Doctors will tell you to get a colonoscopy if you have abdominal pain, or variations in the frequency of defecation, and if the lab tests show blood in your stool or urine, or anemia.

You might be advised to undergo this to find the cause of this, and your doctor might use this to help with further investigation. You’re supposed to get these ever decade for people over fifty to get the disease in time. Only about a sixteenth of Americans will get colon cancer, and most people will survive if it’s caught early, but only five percent will survive if it’s caught late.

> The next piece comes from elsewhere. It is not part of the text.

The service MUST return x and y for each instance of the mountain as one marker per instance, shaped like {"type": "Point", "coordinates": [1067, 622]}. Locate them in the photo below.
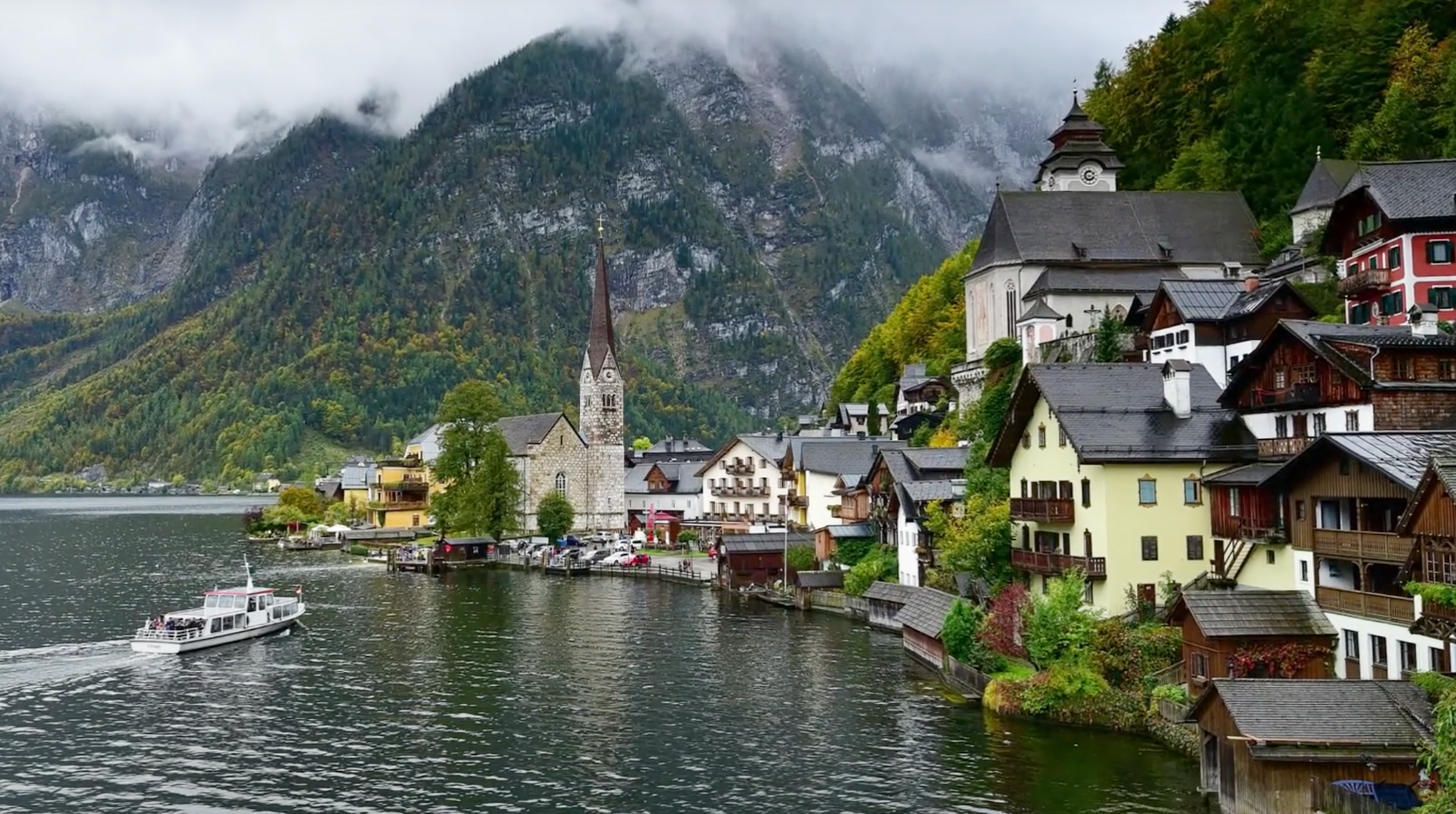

You might be at a higher risk if you’re older than 45, have polyps, or if someone in your family has either had colon cancer or polyps. If you eat lots of fatty foods, smoke, drink alcohol, don’t exercise, or are overweight, this puts you at risk too.

They’re performed in a private room. Usually, before this is even done, you get tests to help with the diagnosis. You’ll from there look at medications, and of course, heart and lung conditions, and for women a pregnancy test. It also involves cleaning the colon with either enemas of magnesium citrate. You’ll have a fluid diet for a few days beforehand, to help clean out the bowels.

The colon will be cleaned out as much as possible so the doctor can get pictures and see inside, so you might have to drink up to a gallon of liquid laxatives and enemas. You also might not take medications before the test.

You’ll need a diet that’s low in fiber and high in fluid intake, and steer clear of fluids.

You’ll want the stool to be clear.

The doctor will from there sedate you and insert the colonoscope to your rectum to the final section of our large intestine in order to look at it. Tissue samples are then taken.

It’s a bit invasive, but if you’re doing this early on, you’ll be much better off, and it could save your life in certain situation.